Rare genetic disorders generally have no treatment and are poorly understood in most cases. The National Institutes of Health (NIH) defines a rare disease as one that affects fewer than 200,000 Americans, which includes about 7,000 diseases. However, a small number of these only affect a handful of individuals, making their diagnosis with traditional methods problematic. Fortunately, major advances like next generation sequencing have greatly improved the speed and precision of genetic tests, resulting in a dramatic reduction in their costs. This trend is radically changing the function of medical genetics clinics.
Next generation sequencing (NGS) was much more expensive a decade ago, making it a testing option of last resort. Today, it’s the preferred testing method for most genetic clinics. This technique can confirm suspected conditions that are well understood, but it can also diagnose extremely rare disorders with little known about them.
First-generation sequencing, also known as capillary or Sanger sequencing, is based on the electrophoretic separation of genetic products through individual sequencing reactions. Next generation sequencing, also known as massively parallel sequencing, is very different from Sanger sequencing because it includes multiple approaches to DNA sequencing that provide high throughput. The use of these technologies in scientific research originated between 1994 and 1998, although they weren’t commercially available until 2005.
NGS technologies use parallelized platforms that perform up to 43 billion short reads per instrument, which sequences about 400 base pairs. These platforms are all highly miniaturized, although they differ greatly in their approach to sequencing chemistry and engineering configurations. They also share the capability of massively parallel sequencing single DNA molecules or clonally amplified DNA templates.
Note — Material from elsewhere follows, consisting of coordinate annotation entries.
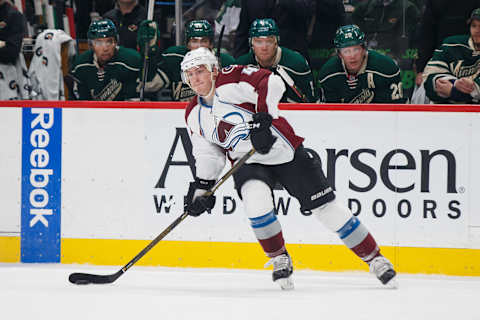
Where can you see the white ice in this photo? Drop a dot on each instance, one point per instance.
(39, 291)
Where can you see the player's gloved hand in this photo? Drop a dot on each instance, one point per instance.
(260, 133)
(148, 33)
(194, 202)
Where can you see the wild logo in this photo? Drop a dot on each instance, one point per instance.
(49, 36)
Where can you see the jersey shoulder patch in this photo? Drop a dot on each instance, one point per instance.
(193, 102)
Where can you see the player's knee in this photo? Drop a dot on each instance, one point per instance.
(257, 198)
(333, 215)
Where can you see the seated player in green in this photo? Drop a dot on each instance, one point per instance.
(359, 75)
(291, 66)
(451, 75)
(166, 65)
(106, 71)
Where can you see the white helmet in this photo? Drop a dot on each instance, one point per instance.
(195, 58)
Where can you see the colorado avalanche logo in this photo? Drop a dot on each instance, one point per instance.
(230, 130)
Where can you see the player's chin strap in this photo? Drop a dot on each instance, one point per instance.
(284, 75)
(212, 88)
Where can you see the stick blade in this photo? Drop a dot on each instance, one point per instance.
(87, 278)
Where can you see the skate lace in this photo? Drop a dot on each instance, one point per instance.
(279, 262)
(380, 265)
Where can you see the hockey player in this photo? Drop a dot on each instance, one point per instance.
(358, 75)
(291, 66)
(12, 30)
(106, 71)
(198, 33)
(237, 108)
(451, 75)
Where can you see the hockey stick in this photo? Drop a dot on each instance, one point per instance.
(87, 278)
(146, 58)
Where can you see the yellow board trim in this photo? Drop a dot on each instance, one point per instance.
(458, 262)
(9, 249)
(461, 262)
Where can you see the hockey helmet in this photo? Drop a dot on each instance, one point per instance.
(196, 58)
(198, 29)
(475, 15)
(104, 28)
(349, 35)
(264, 28)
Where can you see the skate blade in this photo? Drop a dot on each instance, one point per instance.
(285, 283)
(392, 284)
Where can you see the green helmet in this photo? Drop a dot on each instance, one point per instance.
(104, 28)
(475, 15)
(198, 29)
(264, 28)
(349, 35)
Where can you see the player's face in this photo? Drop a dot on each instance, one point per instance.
(352, 57)
(265, 49)
(195, 43)
(475, 32)
(200, 80)
(104, 49)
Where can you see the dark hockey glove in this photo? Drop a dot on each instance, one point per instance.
(194, 202)
(260, 133)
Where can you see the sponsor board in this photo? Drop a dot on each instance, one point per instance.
(41, 184)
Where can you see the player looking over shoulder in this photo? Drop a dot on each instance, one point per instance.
(198, 33)
(106, 72)
(359, 75)
(451, 75)
(291, 66)
(235, 109)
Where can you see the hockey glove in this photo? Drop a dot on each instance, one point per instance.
(260, 133)
(148, 33)
(194, 202)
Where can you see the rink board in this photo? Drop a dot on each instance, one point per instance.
(409, 174)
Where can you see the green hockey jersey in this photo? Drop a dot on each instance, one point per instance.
(116, 80)
(297, 71)
(168, 68)
(378, 81)
(456, 58)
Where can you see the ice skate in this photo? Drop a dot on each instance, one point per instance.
(282, 271)
(383, 270)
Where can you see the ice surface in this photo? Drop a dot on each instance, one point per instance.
(39, 291)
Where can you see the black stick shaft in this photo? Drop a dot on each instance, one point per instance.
(86, 278)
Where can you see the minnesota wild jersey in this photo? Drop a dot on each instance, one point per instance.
(297, 69)
(116, 80)
(378, 81)
(168, 68)
(455, 59)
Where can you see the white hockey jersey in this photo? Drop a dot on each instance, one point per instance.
(13, 80)
(45, 70)
(221, 129)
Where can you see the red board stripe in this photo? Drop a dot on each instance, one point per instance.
(283, 106)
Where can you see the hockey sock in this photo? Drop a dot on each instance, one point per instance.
(268, 232)
(258, 203)
(351, 231)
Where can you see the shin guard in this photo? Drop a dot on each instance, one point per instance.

Each platform that performs NGS uses its own strategy. This process typically begins by clonally amplifying a DNA sample in vitro through polymerase chain reaction (PCR), which generates the needed sequencing libraries. The next step is to sequence the DNA by synthesis, allowing the addition of nucleotides to the complementary strand to determine the sequence rather than chain-termination chemistry. The amplified DNA templates are then sequenced simultaneously in a massively parallel operation that doesn’t require physical separation of the templates.
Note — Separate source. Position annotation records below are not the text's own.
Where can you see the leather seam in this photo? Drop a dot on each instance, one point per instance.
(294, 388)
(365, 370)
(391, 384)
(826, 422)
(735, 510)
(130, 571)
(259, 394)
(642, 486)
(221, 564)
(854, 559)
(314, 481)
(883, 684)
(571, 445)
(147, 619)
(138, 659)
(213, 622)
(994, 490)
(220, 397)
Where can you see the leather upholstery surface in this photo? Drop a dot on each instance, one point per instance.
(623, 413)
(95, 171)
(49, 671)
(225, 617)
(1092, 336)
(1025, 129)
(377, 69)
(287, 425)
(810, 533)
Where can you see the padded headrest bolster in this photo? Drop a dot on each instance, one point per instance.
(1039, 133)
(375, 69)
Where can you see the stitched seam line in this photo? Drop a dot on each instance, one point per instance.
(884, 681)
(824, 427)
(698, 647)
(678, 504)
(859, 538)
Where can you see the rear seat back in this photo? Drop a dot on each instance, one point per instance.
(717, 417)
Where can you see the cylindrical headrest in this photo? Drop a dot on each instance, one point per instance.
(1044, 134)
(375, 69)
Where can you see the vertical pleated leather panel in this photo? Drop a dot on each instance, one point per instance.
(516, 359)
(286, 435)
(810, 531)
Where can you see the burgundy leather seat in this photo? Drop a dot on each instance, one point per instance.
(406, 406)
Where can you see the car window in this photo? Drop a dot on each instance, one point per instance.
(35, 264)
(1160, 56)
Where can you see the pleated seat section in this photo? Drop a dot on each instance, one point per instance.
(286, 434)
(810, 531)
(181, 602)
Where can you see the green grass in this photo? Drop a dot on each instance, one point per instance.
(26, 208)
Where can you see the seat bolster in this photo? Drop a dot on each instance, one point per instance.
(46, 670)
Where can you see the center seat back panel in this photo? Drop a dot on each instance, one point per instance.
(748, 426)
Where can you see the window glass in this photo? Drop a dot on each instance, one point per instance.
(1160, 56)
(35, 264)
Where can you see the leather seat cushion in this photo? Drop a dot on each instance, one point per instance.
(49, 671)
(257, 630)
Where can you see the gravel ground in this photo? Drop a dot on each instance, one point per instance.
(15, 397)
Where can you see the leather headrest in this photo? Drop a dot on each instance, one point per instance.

Humans share the same genome, which consists of over 20,000 genes. These genes govern our physical traits, while variations in those genes determine our uniqueness. For example, all humans have genes that cause our bodies to make hair, but variants in those genes determine the color of that hair. However, some genetic variants change a trait so much that they’re considered diseases. The primary benefit of NGS is the speed with which it diagnoses such a condition.
NGS can also help us understand how a genetic variant causes the symptoms of a disease. Historically, this process requires years of effort by scientists and clinicians, especially in the case of rare diseases. In these cases, researchers must often piece together the complex puzzle of how a genetic difference manifests itself without the aid of a test subject.
A more complete picture of a rare disorder will begin to emerge over time, as the gene’s role in normal cells and more common disease becomes better understood. Researchers can then determine which functions aren’t working properly and develop possible therapies. These could include modifying a gene that isn’t functioning properly or completely replacing it. Other therapies for genetic diseases include infusing an enzyme that a patient’s body can’t make or requiring them to follow a specialized diet that excludes food the patient can’t properly digest. Clinicians may also use next generation sequencing to identify medication that can improve the symptoms of genetic disorders.